MSM and Adreno support #204

Sonicadvance1 · 2023-04-10T03:32:53Z

An image to show it working.

Mostly based around the amdgpu implementation. Which uses a combination
of the drm and fdinfo interfaces for querying information.

Some things to note.

This requires at least kernel v6.0 for the fdinfo interface.
No current way to get some information
- Memory clocks
- GPU temperature
- GPU power consumption
- Fan (May or may not exist on platforms)
- RX/TX
- Current clock speed (Clock is visible as maximum)

robclark · 2023-04-10T20:44:51Z

src/extract_gpuinfo_msm.c

+static const char drm_msm_engine_gpu[] = "drm-engine-gpu";
+static const char drm_msm_cycles_gpu[] = "drm-cycles-gpu";
+static const char drm_msm_maxfreq_gpu[] = "drm-maxfreq-gpu";
+static const char drm_msm_resident_mem[] = "drm-resident-memory";


fyi, patchset adding drm-resident-memory has not landed yet

https://patchwork.freedesktop.org/series/116216/

Sounds good.
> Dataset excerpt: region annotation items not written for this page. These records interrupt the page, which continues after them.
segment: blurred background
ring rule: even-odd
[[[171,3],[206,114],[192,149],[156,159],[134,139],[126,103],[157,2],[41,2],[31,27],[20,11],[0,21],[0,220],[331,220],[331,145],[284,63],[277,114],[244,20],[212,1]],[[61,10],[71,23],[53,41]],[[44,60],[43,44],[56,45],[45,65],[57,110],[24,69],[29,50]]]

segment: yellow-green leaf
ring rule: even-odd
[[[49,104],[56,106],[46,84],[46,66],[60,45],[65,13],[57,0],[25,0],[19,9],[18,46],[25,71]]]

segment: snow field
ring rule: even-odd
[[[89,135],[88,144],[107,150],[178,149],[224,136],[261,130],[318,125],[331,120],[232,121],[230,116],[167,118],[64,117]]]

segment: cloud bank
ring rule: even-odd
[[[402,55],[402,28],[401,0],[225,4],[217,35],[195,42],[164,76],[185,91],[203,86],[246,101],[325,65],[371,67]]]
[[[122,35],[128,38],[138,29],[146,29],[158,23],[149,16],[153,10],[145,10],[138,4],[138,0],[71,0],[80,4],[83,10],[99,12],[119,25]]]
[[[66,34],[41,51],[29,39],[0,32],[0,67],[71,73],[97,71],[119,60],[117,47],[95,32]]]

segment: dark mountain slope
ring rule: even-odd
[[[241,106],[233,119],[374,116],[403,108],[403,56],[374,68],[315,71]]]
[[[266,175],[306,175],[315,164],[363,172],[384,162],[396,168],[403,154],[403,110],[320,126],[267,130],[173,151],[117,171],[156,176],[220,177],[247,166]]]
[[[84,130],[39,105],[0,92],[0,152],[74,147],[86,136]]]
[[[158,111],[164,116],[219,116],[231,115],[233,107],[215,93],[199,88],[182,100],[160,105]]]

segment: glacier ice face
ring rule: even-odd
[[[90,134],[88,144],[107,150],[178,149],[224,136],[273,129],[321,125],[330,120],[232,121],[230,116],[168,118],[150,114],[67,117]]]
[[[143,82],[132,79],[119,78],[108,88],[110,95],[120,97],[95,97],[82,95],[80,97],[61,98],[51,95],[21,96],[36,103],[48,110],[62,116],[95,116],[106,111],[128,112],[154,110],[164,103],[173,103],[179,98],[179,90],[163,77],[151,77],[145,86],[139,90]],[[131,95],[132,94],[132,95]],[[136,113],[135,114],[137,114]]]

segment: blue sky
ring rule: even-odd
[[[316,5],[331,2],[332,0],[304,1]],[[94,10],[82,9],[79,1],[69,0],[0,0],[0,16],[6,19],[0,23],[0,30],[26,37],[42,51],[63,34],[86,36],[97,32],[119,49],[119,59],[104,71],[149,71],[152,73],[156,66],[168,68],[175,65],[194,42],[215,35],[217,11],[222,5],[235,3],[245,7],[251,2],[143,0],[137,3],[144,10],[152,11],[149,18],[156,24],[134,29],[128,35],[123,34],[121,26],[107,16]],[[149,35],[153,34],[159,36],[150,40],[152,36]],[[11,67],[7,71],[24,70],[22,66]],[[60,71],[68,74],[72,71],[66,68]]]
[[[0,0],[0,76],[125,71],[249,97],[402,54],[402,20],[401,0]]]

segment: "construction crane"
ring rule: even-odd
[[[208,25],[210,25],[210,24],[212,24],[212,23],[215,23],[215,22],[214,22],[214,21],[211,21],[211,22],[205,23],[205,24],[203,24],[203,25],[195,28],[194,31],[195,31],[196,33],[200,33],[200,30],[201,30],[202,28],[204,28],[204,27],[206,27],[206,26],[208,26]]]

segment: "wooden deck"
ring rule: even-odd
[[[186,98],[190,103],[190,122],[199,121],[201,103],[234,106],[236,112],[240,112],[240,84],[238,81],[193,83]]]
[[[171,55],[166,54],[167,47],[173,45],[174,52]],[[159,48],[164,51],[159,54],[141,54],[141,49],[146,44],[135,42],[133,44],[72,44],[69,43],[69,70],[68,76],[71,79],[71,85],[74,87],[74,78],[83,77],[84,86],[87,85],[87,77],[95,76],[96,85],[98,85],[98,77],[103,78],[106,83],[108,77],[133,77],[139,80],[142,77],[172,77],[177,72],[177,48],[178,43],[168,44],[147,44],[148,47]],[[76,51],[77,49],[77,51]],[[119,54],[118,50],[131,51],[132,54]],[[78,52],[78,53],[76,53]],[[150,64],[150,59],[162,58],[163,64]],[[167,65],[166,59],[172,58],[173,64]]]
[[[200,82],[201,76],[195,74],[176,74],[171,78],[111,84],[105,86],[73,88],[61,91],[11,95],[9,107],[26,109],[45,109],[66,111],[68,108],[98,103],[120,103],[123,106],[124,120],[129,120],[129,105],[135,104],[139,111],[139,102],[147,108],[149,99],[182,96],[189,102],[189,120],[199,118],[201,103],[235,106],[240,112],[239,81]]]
I guess that there is little chance for the name to be changed?

robclark · 2023-04-10T20:49:42Z

fwiw, there is a msm_gpu_freq_change tracepoint, which might be a reasonable way to monitor gpu freq. It works in the same way as the i915 tracepoint (not sure if nvtop uses that?)..

As far as temp, I think there are usually one or more tsens's linked to gpu.. and I think they should show up in sysfs. Not sure what the portable way to fish that out would be.. maybe find the cooling-device associated with the gpu and then see what tsens's it uses?

robclark · 2023-04-10T21:14:41Z

src/extract_gpuinfo_msm.c

+  uint64_t gpuid;
+  if (gpuinfo_msm_query_param(gpu_info->fd, MSM_PARAM_CHIP_ID, &gpuid) == 0) {
+    // TODO: This might not be correct.
+    snprintf(static_info->device_name, sizeof(static_info->device_name), "Adreno %ld%ld%ld", gpuid >> 24, (gpuid >> 16) & 0xFF, (gpuid >> 8) & 0xFF);


hmm, if you mask off the upper 32b of the chip-id that will give you something that mostly works. The current exception is:

GPUId(chip_id=0x00be06030500, name="Adreno 8c Gen 3"), GPUId(chip_id=0x007506030500, name="Adreno 7c+ Gen 3"), GPUId(chip_id=0x006006030500, name="Adreno 7c+ Gen 3 Lite"),

I guess you try to avoid a dependency on gl/vk driver?

Yes. nvtop doesn't depend on anything beyond libdrm or udev. So it's not creating any GL contexts or anything.
On the amdgpu side it does a table lookup, which I could do the same on the msm side with the chipid. Matching the table lookup in Mesa.

Switched over to a lookup instead which includes the weirdo exceptions. On unknown gpu_id it will generate a name with the gpu_id in it.

Mostly based around the amdgpu implementation. Which uses a combination of the drm and fdinfo interfaces for querying information. Some things to note. - This requires at least kernel v6.0 for the fdinfo interface. - No current way to get some information - Memory clocks - GPU temperature - GPU power consumption - Fan (May or may not exist on platforms) - RX/TX - Current clock speed (Clock is visible as maximum)

Sonicadvance1 · 2023-04-11T08:06:25Z

fwiw, there is a msm_gpu_freq_change tracepoint, which might be a reasonable way to monitor gpu freq. It works in the same way as the i915 tracepoint (not sure if nvtop uses that?)..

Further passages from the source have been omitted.